Es una hipocresía, una máscara que se adecua y se quita según conveniencia, y el Maestro no se calla.

Porque es el tiempo santo de la Gracia, y para nuestros asombros y todas las maravillas del universo, la purificación no se obtiene mediante la acumulación de actos y gestos puntillosamente piadosos: los corazones se transparentan por la insondable e infinita acción de la Misericordia de Dios en conjunción amorosa con la fé del creyente.

Dios tiene las primacías, siempre se acerca, siempre está en nuestra búsqueda.

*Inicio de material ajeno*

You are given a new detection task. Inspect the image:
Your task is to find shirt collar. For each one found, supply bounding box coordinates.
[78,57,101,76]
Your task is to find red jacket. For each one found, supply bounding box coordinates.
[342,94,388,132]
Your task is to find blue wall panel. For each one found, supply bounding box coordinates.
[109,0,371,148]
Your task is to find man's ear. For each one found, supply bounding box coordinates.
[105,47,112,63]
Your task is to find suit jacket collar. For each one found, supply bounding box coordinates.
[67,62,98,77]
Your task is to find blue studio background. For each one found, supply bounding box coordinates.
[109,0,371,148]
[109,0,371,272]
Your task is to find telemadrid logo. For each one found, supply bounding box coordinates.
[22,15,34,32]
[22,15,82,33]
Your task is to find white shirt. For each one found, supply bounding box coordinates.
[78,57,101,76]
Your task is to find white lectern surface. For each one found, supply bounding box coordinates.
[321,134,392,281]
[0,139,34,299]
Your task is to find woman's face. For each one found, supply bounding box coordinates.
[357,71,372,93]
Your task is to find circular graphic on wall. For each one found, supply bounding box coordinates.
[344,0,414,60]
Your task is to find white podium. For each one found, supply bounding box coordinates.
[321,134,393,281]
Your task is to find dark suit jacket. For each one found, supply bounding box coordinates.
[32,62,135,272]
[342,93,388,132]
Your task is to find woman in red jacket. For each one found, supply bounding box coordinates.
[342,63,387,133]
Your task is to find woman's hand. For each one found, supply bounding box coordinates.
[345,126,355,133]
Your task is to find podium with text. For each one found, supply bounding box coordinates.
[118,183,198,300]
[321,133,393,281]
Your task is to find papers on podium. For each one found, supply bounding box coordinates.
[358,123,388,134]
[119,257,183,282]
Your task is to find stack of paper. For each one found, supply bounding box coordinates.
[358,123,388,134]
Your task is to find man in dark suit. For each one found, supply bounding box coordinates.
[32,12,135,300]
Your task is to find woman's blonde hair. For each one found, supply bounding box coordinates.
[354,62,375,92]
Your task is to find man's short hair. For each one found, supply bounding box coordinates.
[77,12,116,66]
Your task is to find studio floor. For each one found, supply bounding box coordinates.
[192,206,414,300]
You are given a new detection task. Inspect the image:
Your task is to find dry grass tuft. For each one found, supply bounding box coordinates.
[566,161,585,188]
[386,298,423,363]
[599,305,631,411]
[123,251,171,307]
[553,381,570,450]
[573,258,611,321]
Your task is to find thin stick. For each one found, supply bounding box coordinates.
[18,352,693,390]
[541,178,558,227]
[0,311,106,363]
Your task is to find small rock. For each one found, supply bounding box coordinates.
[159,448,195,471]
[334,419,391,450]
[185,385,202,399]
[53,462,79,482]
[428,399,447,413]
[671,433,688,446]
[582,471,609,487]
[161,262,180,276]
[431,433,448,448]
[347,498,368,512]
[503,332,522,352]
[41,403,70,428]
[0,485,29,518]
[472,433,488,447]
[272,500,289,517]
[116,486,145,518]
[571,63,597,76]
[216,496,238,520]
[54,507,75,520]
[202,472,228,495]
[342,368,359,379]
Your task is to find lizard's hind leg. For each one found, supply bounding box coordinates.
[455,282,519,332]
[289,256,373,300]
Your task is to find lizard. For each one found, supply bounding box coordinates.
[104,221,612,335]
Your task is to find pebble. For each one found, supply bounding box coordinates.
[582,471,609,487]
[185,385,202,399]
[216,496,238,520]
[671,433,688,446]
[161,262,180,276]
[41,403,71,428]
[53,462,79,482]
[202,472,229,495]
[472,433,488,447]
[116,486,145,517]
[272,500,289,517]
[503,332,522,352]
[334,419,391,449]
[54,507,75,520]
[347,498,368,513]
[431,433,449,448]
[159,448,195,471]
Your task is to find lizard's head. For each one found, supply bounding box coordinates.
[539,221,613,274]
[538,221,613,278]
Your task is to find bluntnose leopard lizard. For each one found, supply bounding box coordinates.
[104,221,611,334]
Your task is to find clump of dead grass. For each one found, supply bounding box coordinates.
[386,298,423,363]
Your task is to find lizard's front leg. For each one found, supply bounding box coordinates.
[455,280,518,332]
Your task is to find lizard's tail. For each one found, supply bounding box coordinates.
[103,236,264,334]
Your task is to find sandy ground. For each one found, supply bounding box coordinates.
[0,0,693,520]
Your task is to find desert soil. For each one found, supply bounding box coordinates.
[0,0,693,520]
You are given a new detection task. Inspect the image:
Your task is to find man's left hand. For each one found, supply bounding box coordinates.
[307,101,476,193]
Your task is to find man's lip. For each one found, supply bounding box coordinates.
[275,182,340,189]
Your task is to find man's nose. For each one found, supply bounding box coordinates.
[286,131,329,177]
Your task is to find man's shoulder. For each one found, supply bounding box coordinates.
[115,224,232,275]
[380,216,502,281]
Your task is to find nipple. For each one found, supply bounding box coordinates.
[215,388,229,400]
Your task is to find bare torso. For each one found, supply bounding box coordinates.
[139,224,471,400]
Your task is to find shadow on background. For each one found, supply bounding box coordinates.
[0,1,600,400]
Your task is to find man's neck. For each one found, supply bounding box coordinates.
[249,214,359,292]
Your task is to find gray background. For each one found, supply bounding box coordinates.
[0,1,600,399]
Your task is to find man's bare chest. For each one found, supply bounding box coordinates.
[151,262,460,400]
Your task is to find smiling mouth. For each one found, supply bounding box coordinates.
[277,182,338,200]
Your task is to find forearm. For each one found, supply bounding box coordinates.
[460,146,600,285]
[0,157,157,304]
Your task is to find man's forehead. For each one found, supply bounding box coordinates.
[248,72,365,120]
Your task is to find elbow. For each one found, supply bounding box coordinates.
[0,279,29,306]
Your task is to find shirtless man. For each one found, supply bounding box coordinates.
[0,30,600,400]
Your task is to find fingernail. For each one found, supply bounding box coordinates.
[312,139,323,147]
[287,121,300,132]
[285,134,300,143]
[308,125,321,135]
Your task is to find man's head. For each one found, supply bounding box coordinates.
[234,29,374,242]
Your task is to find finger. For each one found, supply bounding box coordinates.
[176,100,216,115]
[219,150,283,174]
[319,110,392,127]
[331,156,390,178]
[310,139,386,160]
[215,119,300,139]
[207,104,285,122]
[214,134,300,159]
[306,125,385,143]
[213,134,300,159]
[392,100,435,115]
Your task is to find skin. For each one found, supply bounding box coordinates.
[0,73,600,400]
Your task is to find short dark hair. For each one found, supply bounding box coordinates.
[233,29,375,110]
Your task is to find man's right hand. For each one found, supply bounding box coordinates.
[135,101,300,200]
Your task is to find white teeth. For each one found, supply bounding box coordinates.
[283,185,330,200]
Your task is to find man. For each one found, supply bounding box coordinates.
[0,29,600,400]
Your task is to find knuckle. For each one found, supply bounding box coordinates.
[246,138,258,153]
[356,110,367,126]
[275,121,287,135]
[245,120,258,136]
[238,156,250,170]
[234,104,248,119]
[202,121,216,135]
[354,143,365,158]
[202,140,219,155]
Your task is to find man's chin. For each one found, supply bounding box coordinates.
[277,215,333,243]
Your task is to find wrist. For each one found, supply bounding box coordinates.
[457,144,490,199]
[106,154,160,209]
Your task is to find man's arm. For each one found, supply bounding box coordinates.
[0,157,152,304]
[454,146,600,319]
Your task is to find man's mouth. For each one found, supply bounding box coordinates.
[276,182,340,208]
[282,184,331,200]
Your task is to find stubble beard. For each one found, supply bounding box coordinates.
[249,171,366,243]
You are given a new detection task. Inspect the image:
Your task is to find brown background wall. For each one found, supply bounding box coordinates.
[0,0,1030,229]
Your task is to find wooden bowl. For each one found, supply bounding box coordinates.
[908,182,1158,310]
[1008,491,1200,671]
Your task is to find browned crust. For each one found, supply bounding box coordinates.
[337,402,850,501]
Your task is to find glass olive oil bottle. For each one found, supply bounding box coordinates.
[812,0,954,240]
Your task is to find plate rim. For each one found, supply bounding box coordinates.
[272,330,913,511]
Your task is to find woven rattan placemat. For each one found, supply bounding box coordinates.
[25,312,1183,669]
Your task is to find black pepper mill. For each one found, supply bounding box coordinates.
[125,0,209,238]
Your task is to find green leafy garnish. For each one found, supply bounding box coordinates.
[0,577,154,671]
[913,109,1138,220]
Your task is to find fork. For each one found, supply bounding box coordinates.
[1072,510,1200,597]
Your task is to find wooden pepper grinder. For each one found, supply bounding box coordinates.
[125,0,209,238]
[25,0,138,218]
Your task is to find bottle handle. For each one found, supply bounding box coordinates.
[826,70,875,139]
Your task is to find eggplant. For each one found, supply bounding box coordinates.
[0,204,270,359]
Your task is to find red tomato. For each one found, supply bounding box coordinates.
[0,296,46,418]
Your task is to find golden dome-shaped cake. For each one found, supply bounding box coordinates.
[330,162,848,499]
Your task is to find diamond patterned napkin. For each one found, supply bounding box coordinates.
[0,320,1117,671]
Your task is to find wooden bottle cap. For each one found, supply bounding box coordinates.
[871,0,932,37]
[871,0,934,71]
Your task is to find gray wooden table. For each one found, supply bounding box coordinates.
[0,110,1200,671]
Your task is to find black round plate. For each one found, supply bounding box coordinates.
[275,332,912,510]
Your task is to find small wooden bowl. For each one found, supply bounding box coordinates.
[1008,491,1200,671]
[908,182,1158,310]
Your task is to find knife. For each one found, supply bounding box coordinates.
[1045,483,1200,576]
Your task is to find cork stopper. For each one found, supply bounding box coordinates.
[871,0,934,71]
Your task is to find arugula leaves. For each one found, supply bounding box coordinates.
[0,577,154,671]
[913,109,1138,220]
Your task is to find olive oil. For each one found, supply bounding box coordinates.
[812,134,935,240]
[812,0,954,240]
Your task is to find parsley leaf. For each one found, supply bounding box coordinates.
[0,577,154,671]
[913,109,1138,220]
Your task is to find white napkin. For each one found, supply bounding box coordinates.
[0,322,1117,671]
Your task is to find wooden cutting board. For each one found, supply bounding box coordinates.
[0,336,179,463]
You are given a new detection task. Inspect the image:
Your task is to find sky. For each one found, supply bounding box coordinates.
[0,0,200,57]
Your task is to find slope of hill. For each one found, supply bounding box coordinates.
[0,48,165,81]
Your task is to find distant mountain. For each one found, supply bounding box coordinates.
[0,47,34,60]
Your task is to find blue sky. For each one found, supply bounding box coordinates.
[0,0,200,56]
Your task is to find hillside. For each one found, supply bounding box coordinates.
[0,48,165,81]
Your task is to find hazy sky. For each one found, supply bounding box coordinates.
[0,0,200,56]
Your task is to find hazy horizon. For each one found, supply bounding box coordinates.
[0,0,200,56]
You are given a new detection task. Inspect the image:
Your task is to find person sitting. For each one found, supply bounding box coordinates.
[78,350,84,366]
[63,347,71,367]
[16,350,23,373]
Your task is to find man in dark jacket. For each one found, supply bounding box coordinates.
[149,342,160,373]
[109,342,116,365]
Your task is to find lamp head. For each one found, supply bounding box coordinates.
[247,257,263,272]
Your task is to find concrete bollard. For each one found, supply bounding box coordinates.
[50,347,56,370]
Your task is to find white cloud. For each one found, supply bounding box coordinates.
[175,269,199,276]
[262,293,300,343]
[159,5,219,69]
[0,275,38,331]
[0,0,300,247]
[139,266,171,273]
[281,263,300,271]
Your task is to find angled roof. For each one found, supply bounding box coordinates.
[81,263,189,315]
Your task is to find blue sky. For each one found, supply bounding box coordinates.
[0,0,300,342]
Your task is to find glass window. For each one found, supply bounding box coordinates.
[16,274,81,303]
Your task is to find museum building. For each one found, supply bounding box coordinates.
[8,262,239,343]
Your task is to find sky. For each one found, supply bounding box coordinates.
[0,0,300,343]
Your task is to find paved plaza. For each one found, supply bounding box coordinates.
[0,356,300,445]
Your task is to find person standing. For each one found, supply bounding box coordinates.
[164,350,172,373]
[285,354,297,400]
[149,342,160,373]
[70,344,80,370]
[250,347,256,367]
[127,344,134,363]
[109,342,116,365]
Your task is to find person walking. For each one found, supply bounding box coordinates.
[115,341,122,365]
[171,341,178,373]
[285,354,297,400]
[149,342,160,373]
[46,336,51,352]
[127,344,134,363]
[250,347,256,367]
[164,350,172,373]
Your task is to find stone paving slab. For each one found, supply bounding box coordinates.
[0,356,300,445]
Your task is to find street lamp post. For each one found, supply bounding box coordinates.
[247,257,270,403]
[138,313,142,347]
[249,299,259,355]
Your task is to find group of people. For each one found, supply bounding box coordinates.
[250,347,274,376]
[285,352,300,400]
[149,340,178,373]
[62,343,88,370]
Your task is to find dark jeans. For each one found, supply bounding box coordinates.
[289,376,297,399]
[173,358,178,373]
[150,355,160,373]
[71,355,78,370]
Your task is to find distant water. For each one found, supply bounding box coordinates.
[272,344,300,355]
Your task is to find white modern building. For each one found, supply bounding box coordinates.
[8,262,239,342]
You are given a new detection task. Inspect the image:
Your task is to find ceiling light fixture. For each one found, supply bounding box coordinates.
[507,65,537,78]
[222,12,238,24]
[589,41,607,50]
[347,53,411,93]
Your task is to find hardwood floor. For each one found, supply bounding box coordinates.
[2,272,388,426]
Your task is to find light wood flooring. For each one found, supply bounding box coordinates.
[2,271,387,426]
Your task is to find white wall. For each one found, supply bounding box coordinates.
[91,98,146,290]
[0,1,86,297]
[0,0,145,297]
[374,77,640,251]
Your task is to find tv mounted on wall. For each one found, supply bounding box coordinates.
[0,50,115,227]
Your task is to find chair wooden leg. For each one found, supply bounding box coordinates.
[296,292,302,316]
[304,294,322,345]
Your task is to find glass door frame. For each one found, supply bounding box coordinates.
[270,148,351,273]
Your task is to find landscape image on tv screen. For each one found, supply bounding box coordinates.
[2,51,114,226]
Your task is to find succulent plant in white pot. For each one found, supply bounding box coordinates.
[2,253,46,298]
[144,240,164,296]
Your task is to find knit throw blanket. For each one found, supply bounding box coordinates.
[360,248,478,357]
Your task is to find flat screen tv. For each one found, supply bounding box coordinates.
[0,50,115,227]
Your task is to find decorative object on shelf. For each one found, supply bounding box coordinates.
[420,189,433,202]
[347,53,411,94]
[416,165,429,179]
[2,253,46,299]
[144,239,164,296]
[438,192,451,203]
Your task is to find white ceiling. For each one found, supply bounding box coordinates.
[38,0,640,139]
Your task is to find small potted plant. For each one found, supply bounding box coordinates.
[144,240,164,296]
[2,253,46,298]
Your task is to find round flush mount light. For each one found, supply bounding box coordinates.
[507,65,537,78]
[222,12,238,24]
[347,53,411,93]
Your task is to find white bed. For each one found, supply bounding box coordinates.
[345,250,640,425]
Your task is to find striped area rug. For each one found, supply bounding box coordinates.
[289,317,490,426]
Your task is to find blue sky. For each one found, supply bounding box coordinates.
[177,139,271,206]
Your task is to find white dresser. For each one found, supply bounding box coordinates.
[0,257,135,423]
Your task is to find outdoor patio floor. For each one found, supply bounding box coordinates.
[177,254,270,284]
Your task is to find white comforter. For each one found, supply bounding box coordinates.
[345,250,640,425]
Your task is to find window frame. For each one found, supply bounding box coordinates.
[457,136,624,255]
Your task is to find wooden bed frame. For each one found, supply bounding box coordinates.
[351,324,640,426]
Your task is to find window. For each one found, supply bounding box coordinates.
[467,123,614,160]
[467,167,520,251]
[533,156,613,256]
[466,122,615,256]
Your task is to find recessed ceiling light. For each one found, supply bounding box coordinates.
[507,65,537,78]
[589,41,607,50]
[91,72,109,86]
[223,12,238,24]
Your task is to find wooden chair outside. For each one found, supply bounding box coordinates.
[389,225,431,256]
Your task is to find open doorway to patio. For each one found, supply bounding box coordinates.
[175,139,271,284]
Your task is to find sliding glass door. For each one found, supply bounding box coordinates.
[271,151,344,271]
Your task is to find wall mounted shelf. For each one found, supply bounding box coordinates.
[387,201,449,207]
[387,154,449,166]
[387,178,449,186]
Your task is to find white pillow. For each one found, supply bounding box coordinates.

Por eso quizás lo santo comience por honrar, en cada día de nuestras escasas existencias, esa vida que se nos ha concedido. Cuidar y engrandecer lo que es humano -imagen de Dios-, proteger la vida, sembrar la alegría y la esperanza. Porque el culto verdadero y el ritual primordial es la compasión.

Paz y Bien

El borde de su manto











Para el día de hoy (05/02/18):  

Evangelio según San Marcos 6, 53-56








En la Palestina del siglo I, tiempos del ministerio de Jesús de Nazareth, los enfermos eran el sector más relegado de la sociedad, quizás más aún que los pobres. No se trataba solamente de una medicina en estadios tempranos, y una gran prevalencia de determinadas patologías propias de la zona y del clima: se trataba especialmente de una concepción religiosa y social que consideraba a las enfermedades consecuencia directa del pecado, es decir, el castigo necesario de un dios severo.

Además, las rígidas normas de pureza ritual existente complicaban aún más la situación, y quien tocaba a un enfermo/impuro a su vez se impurificaba, volviéndose inapto e inepto para la participación en el culto y para la vida comunitaria, autocondenándose a un repliegue automático a la soledad y el ostracismo.

Así entonces, la situación de los enfermos y de sus familias, en aquellos tiempos, era mucho más dolorosa que el sufrimiento que imponía la propia dolencia.


Cuando el Maestro, desde Nazareth, comienza a recorrer pueblos y ciudades anunciando la Buena Noticia y acercándose Él mismo a los enfermos, se produce una gran conmoción.

Por un lado, las gentes se asombran de que Alguien se inclinara hacia los enfermos con tanta bondad; ése hombre irradiaba una fuerza asombrosa que a todos curaba, y lo hacía en nombre de un Dios Abbá, muy distinto del que otros les había enseñado e impuesto.

Por otro lado, los religiosos profesionales, los poderosos dirigentes de la religión oficial estaban que trinaban, y con razón: ese galileo de tonada campesina alejaba al pueblo de sus influencias y doctrinas, y lo que estaba enseñando volvía peligrosamente libre al pueblo. Para colmo de males, todo lo realizaba abiertamente en nombre de un Dios muy distinto del que ellos mismos rendían culto.


Por estos motivos, y porque también la conversión y la confianza no son mágicas ni instantáneas sino que son un proceso de germinación, crecimiento y frutos, las gentes llevaban a sus enfermos en camillas a las calles y plazas, en la esperanza que, al paso del Maestro, pudieran rozar el borde de su manto. Estaban demasiado asustados y temerosos de todo lo que habían asimilado durante siglos para atreverse -de golpe- a cambiar; por ello con temor y temblor, se siguen quedando en los márgenes, en esa esperanza de que la misma periferia de ese Cristo caminante siquiera los roce.


La fuerza de Jesús de Nazareth es asombrosa, y esa Gracia inconmensurable no puede ser contenida ni acotada. Por ello mismo todos los que tocaban el borde de su manto quedaban sanos.


Aún les faltaba un éxodo, y es el mismo que nos queda pendiente. Al tocar el borde de su manto se vestían de alegría y gratitud, pero corrían el peligro de abrazarse al fenómeno puntual.

A la tierra prometida de la Salvación se llega cuando nos atrevemos a tocar el borde del manto que le imponen sus verdugos en la noche cruel de la Pasión.